Spark Cluster Sizing

Ganesh Walavalkar
5 min readSep 24, 2021

Ask

For a given a) data volume in terms of historical and incremental, and b) data velocity, specify the infrastructure in terms of CPU and Memory.

Assumptions (or given)

  1. Data in warehouse: ~400TB, per month increment: ~30TB
  2. Daily data processing: ~ 300TB (New: 30TB + Historical: 270TB)
  3. To process about a TB of data, it takes 10 minutes.
    Please note that this is extremely subjective. The “10 minutes” number can be used as a multiplier. So to process 300TB of data each day, it will take the rack (say with X machines)~50 hours (nightly build).
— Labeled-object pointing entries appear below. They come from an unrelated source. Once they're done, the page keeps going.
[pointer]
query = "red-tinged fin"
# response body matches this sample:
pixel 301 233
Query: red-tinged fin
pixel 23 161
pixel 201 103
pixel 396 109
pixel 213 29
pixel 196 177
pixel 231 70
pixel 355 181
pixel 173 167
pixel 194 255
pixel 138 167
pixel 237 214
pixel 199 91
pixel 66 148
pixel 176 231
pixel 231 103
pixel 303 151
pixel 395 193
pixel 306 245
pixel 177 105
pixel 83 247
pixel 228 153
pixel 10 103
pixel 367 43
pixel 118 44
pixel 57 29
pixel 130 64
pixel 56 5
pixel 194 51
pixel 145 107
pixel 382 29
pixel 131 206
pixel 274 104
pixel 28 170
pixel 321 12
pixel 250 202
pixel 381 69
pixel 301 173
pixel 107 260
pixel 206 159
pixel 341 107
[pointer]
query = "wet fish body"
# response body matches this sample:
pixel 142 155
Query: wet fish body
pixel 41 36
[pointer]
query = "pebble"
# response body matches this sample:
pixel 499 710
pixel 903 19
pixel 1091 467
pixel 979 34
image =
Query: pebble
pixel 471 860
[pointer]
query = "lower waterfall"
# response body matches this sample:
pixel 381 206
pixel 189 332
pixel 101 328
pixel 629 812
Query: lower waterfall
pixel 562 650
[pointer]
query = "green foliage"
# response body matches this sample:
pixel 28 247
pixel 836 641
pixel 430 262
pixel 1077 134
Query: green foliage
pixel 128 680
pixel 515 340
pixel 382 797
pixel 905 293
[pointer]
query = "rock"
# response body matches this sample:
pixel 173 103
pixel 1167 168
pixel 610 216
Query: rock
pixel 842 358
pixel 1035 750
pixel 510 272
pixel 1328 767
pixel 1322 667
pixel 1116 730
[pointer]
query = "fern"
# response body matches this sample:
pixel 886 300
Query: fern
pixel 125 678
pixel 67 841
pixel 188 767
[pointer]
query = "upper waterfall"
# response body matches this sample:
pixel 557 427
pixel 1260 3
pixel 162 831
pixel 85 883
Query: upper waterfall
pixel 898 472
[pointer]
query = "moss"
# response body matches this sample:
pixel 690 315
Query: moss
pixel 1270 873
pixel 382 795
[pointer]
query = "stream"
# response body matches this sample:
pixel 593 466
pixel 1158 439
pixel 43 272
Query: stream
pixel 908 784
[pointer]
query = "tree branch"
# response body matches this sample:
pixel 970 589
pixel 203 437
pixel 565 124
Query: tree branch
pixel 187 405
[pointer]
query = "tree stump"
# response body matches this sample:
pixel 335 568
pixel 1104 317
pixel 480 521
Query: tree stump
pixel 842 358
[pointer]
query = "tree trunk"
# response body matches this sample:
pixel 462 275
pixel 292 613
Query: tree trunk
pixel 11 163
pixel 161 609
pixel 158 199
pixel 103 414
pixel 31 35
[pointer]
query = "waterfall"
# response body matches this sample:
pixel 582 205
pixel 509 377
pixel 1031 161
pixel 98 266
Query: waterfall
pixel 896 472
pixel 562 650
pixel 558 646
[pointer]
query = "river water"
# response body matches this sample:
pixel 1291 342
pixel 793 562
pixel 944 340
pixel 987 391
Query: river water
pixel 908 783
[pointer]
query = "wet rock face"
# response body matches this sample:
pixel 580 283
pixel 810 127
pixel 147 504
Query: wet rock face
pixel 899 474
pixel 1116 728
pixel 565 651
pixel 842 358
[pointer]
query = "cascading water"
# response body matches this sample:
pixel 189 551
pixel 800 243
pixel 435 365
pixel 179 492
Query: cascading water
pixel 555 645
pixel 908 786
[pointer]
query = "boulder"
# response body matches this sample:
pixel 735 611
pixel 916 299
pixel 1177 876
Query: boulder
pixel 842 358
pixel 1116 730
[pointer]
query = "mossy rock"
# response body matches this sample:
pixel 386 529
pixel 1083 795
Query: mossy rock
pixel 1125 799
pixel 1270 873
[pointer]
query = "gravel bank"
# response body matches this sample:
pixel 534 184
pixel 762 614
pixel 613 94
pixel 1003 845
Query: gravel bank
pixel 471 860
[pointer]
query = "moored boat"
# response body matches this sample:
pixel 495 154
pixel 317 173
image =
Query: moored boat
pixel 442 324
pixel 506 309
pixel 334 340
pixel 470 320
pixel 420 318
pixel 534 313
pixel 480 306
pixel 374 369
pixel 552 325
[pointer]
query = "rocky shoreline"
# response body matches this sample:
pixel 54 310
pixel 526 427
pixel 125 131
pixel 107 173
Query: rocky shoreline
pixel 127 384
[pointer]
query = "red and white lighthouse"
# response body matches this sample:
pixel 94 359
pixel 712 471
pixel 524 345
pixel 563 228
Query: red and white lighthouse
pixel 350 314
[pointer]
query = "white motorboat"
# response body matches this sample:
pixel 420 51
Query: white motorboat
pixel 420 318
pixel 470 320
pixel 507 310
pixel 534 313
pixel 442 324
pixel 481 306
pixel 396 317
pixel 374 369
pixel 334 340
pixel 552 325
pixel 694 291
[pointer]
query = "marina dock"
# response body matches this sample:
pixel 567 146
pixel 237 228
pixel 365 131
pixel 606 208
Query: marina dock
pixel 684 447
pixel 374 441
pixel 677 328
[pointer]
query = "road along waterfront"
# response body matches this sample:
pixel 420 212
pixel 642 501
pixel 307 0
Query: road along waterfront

If we employ 10 machines, this would reduce to 50/10 ~ 5 hours.
    This also leaves us room for data science related load, input/output from external data sources, and weekend processing, along with good room for error handling and reprocessing if required.
  4. Variety is trivial and will not impact the calculations, veracity of the data is reasonable and will not impact the calculations
  5. Data is local, not much efforts are required to source the data from outside.

Expectation

Please provide infrastructure specifications in terms of CPU and Memory. Please specify the final cost of the cluster.

Response

Calculations — I (Starting with business requirements)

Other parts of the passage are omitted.